Three charges - q, Q and - q are placed at equal distances on a straight line. If the total potential energy of the system of three charges is zero, then the ratio Q: q is
(A) 1:2
(B) 2:1
(C) 1:1
(D) 1:4

Answer 1

In this question, we need to determine the ratio of the two charges Q and q such that - q, Q and - q are placed at equal distances on a straight line. For this, we will use a potential energy formula for the electrostatic system and put it equal to zero, and solve for Q:q.

Complete step by step answer:
The potential energy between the charged particles is given as,
$U = K\dfrac{{{Q_1}{Q_2}}}{d}$ where, $K = \dfrac{1}{{4\pi {\varepsilon _0}}}$.
The following figure depicts the pictorial representation of the placement of the charged particles.

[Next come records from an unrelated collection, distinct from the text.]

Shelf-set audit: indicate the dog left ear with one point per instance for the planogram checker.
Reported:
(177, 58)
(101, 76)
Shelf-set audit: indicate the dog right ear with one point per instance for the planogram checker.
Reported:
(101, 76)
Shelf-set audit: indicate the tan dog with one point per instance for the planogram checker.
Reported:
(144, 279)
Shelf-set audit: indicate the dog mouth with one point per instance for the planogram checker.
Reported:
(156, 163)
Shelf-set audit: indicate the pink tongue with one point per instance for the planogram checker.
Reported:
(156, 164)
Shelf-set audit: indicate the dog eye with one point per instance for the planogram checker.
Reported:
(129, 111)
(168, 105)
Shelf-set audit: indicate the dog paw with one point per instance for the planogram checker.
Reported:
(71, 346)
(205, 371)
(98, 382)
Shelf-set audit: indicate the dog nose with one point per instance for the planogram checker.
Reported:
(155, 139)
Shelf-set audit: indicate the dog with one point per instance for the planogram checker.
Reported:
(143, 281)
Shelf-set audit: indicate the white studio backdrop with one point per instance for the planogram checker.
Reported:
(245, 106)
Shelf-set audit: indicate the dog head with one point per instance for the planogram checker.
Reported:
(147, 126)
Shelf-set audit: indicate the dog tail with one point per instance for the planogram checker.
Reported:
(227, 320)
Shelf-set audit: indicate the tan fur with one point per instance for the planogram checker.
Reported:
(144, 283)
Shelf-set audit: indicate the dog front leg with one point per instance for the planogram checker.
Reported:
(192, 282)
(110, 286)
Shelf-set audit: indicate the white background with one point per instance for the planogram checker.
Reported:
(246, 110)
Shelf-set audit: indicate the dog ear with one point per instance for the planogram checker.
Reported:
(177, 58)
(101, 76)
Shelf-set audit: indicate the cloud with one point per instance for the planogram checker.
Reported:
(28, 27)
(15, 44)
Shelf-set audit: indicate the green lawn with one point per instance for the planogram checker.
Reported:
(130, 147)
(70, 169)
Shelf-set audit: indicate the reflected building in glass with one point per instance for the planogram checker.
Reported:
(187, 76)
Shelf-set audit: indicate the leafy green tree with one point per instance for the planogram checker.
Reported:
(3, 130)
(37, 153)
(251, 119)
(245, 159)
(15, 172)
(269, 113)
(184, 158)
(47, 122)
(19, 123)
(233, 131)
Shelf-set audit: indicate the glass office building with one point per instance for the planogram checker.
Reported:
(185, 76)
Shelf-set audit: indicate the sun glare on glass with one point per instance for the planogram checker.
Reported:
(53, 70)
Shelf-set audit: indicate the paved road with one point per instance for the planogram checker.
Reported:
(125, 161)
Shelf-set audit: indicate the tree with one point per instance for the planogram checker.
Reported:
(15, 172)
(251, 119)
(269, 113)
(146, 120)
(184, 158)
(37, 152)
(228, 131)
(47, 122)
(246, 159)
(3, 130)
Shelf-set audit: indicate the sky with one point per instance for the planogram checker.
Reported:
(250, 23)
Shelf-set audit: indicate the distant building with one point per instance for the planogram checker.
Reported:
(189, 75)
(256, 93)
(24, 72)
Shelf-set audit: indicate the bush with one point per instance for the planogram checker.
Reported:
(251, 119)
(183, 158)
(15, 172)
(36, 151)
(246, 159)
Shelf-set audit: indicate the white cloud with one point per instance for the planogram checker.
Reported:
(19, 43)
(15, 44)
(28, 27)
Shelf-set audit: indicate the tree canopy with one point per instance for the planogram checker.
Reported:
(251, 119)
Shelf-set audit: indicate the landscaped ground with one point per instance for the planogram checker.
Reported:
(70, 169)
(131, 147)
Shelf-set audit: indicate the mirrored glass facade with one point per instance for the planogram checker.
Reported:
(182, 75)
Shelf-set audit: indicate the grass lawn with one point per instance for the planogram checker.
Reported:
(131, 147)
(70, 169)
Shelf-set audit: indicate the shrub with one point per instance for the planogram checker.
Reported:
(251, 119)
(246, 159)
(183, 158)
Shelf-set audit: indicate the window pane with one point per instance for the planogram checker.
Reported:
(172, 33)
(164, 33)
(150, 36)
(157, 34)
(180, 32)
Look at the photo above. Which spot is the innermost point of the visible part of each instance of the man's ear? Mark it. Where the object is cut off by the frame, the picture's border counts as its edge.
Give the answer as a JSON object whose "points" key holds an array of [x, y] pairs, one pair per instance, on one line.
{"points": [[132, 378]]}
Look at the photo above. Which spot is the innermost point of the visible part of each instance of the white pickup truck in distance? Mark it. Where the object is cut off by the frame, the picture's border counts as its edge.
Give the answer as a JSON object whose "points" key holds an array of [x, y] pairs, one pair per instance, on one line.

Net U= potential energy due to -q and Q + potential energy due to Q and - q + potential energy due to -q and -q
${U_{net}} = K\left( {\dfrac{{ - qQ}}{r}} \right) + K\left( {\dfrac{{ - qQ}}{r}} \right) + K\left( {\dfrac{{ - {q^2}}}{{2r}}} \right)$
According to the question, the net potential energy of the combination is zero. So,
${U_{net}} = 0 \\\ \Rightarrow K\left( {\dfrac{{ - qQ}}{r}} \right) + K\left( {\dfrac{{ - qQ}}{r}} \right) + K\left( {\dfrac{{ - {q^2}}}{{2r}}} \right) = 0 \\\ \Rightarrow\dfrac{{Kq}}{r}\left( { - Q - Q + \dfrac{q}{2}} \right) = 0 \\\ \Rightarrow - 2Q + \dfrac{q}{2} = 0 \\\ \Rightarrow - 2Q = - \dfrac{q}{2} \\\ \therefore\dfrac{Q}{q} = \dfrac{1}{4} \\\$
Hence, the ratio of the charge Q and q is 1:4.
Hence,option D is correct.

Note: Don’t forget to write the sign of the charge with its magnitude. The electric potential energy of a system of point charges is defined as the work required assembling the system of charges by bringing them close together, as in the system from an infinite distance.